RECCOMENDATIONS FOR
Software
Disclaimer
The field of software engineering offers numerous guidelines and standards for developing robust and usable software. Your choice of architectures, technologies, and development tools should align with your software’s intended purpose and development context. While our recommendations are general and primarily focus on ensuring software FAIRness—particularly regarding metadata and reusability—we have included references to widely accepted best practices and standards to guide scholars with limited software development experience who wish to enter this field.
1. Before creating new software from scratch, investigate existing similar solutions and explore opportunities to further develop or adapt them, promoting the reuse and enhancement of existing resources. #
IDENTIFYExample: forks on GitHub of the EVT software.
2. Involve domain experts in software design and apply software engineering methodologies and best practices, in order to create robust software that is easy to use, maintain and further develop. #
PLAN PRODUCE- Utilise documented and shared design patterns (Gamma et al. 1994).
- When applying the object-oriented programming paradigm, follow the SOLID principles (Silén 2024).
- For complex software, implement the “domain-driven design” approach (Evans 2004).
- Organise code into modules to facilitate the reuse of individual components.
- Adopt DevOps practices to streamline development and deployment processes (plan, code, build and test, release, deploy, operate, and monitor) (Silén 2024).
- Ensure that all software dependencies, whether libraries, frameworks, or operating system components, are clearly documented and managed. This also includes defining the operational requirements, such as minimum and optimal hardware resources (e.g., CPU, RAM, disk space) needed to ensure that the software works properly.
- Integrate a structured testing phase as part of the software development process, establishing clear metrics and goals to determine testing success.

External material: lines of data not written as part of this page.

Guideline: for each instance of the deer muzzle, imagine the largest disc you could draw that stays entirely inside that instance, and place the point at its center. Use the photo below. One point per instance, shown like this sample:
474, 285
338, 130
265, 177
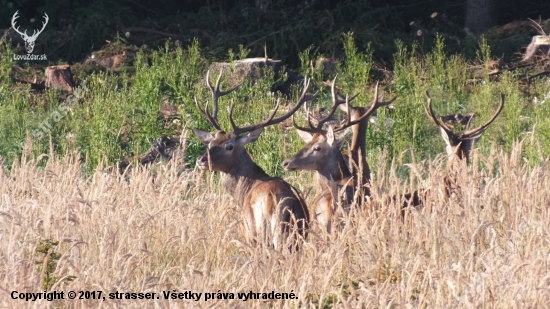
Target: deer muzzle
202, 162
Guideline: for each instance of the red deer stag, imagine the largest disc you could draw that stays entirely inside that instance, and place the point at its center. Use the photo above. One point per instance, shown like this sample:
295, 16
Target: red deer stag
322, 154
458, 145
268, 202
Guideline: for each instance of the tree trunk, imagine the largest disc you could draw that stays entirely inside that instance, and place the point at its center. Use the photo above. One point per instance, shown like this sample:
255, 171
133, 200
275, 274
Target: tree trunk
480, 15
59, 77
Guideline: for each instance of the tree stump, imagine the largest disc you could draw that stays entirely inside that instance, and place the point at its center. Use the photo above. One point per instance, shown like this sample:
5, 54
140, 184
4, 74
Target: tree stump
59, 77
242, 69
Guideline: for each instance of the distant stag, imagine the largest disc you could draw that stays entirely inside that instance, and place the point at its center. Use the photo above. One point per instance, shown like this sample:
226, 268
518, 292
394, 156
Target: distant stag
322, 154
268, 202
459, 145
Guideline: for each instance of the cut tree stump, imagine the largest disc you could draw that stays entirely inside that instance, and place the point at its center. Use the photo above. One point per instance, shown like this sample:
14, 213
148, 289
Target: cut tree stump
241, 69
59, 77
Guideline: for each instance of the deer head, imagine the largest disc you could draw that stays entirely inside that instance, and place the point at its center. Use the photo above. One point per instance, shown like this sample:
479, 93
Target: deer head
225, 150
322, 149
29, 40
461, 144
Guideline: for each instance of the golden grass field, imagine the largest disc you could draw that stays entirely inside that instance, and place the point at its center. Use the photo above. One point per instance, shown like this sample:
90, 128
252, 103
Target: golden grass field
163, 229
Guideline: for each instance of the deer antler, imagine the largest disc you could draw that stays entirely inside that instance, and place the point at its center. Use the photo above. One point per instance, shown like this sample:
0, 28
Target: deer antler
431, 115
338, 100
216, 94
477, 131
44, 23
271, 120
374, 106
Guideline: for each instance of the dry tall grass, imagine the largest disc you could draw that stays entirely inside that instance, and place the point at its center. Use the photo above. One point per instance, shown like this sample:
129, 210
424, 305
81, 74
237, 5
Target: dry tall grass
163, 230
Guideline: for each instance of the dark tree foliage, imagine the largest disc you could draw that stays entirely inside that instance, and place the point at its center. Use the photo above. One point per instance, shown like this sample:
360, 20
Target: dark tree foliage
289, 26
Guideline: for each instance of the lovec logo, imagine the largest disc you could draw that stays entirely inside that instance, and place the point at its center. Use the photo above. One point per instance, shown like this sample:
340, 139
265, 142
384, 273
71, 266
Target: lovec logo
29, 40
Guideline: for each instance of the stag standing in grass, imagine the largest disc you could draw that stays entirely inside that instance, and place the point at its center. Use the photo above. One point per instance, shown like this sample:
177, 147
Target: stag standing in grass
322, 154
458, 145
268, 202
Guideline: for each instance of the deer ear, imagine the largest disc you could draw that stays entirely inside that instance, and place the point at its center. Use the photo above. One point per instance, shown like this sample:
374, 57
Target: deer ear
250, 137
204, 136
306, 137
330, 136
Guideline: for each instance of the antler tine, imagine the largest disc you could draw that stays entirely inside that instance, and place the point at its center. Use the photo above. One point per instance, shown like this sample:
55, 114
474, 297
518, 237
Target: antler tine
216, 93
237, 130
374, 106
310, 130
431, 115
271, 120
335, 103
483, 127
204, 112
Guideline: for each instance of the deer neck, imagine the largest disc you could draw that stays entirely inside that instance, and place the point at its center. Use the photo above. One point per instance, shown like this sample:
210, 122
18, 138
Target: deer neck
359, 145
243, 177
335, 170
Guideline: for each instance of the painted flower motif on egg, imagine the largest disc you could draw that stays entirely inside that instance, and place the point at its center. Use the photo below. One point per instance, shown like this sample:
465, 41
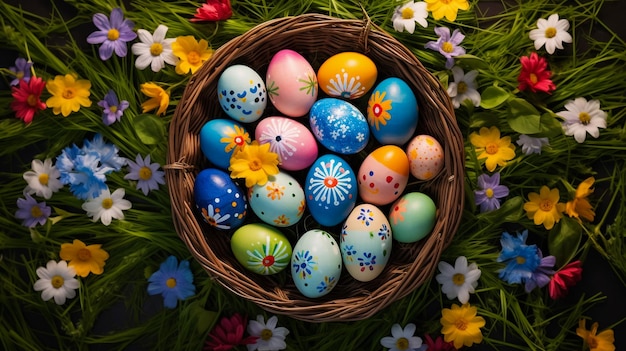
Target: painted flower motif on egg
290, 140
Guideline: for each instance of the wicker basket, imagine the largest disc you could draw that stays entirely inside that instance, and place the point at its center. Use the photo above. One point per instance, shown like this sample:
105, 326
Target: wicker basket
316, 37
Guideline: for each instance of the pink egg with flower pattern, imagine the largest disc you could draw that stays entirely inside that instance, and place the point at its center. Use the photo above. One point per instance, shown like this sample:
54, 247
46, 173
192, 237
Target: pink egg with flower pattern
425, 157
294, 143
291, 83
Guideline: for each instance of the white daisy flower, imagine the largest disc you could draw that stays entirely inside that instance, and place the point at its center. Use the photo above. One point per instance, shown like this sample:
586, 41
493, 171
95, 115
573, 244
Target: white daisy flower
153, 50
57, 281
551, 32
405, 16
582, 117
107, 206
458, 281
43, 179
269, 336
464, 87
402, 339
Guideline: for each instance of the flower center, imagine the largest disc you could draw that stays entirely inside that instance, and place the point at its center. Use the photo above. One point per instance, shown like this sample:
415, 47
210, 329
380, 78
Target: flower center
550, 32
255, 164
68, 93
113, 34
407, 13
43, 179
266, 334
458, 279
402, 343
57, 281
489, 192
107, 203
584, 118
84, 254
31, 100
145, 173
156, 49
492, 148
35, 212
193, 57
461, 88
546, 205
447, 47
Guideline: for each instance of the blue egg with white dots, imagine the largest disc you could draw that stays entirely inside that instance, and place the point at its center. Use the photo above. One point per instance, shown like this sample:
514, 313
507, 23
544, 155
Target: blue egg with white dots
219, 200
339, 126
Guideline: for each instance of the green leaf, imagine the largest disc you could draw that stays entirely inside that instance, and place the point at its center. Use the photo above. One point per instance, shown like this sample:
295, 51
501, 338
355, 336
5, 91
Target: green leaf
493, 97
564, 239
523, 117
150, 129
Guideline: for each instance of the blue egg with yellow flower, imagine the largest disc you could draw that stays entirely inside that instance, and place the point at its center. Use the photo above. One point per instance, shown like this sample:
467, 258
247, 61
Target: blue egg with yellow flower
219, 200
219, 138
392, 112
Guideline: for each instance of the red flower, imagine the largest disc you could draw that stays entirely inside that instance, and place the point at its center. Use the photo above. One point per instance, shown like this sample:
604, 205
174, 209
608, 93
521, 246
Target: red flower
213, 10
565, 278
535, 75
438, 344
26, 98
228, 334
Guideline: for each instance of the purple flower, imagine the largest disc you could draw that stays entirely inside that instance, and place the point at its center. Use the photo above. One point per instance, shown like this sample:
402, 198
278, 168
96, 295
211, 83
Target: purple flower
32, 212
489, 192
113, 108
113, 34
541, 276
447, 45
21, 70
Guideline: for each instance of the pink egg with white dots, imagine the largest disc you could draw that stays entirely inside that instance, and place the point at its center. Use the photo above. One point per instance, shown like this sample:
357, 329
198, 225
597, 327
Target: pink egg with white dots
425, 157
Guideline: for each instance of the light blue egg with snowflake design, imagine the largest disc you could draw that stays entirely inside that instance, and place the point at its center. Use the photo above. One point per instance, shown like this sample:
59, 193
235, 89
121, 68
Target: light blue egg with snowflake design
330, 190
339, 126
316, 263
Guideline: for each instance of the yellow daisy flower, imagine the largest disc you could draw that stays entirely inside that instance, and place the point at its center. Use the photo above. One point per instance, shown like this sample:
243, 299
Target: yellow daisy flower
461, 325
544, 208
191, 53
68, 94
159, 98
489, 145
84, 258
580, 206
446, 8
254, 163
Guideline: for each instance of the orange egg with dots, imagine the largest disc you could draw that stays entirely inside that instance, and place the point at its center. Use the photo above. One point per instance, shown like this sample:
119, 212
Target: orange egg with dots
383, 175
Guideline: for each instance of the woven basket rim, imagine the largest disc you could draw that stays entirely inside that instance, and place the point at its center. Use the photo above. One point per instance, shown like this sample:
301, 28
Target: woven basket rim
183, 155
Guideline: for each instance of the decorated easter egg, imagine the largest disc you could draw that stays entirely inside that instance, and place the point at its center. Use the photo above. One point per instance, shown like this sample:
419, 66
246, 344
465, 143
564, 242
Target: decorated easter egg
219, 138
330, 190
290, 140
365, 242
241, 93
261, 248
219, 200
347, 75
392, 112
339, 126
425, 157
412, 217
383, 175
279, 202
291, 83
315, 263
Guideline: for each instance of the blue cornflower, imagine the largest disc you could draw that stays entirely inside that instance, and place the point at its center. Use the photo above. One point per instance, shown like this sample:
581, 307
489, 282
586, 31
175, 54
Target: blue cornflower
113, 108
490, 192
173, 281
113, 34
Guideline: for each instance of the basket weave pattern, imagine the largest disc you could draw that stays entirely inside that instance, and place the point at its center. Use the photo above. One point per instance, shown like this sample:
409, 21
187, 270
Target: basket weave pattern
316, 37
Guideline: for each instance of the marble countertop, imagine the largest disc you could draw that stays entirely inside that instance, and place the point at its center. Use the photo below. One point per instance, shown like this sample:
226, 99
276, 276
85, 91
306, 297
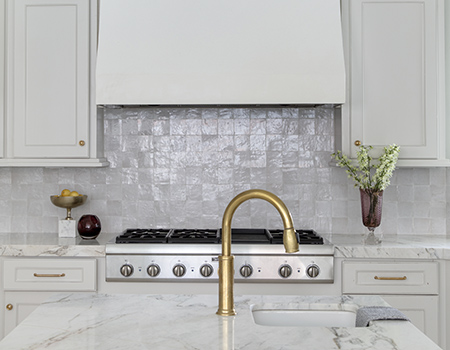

Developers working in the DH field can follow and join the activities of DHTech, an ADHO special interest group aimed at supporting the development and reuse of software in the Digital Humanities.
3. Define and implement software integration strategies with the goal of achieving a cohesive, scalable and maintainable software ecosystem, minimising the risks of incompatibility and the efforts required for adaptation. #
PLAN PRODUCEThis also allows easy handling of format migration and can be achieved with the following steps:
- Define integration approaches: whether these will be API-based or exchange files, for example, and prepare standard protocols to facilitate communication.
- Ensure interoperability and compatibility between different systems by considering standard data formats and structured schemas.
- Plan strategies for handling errors and malfunctions.
- Ensure scalability and the ability to handle increased load without compromising overall performance.
4. Employ standard and non-proprietary programming languages and technologies to develop tools, ensuring greater longevity and easier maintainability. #
PRODUCE- W3C standards for web development.
- Community Development of Java Technology Specifications.
Choose a programming language with mature libraries that can ease the development and maintenance of your software. For example, use Python for NLP software development to easily integrate available tools.
5. When possible, develop in open source and foster collaborative development. #
PRODUCE DEPOSIT- Write clear, comprehensive code comments.
- Provide guidelines for contributing to software development.
- Utilise repositories such as GitHub that foster collaboration among developers.
- Follow shared methodologies and strategies for versioning (e.g., Semantic Versioning) and branching (e.g., GitFlow workflow).
6. Release software officially through freely accessible channels (e.g., GitHub), providing detailed and user-friendly documentation. #
PRODUCE DEPOSIT
With each released version, always attach a changelog document that provides a clear and organised chronology of updates, improvements, bug fixes, and other changes.
- State your software licence clearly.
- OSI (Open Source Initiative) Approved licences.
- SPDX licence List a complete list of licences used for software artefacts.
7. Publish your released research software in a trusted scholarly repository (e.g., Zenodo, HAL) with rich metadata to ensure citability and credit to the development team. #
DEPOSIT- To prepare metadata, follow the Research Software MetaData Guidelines.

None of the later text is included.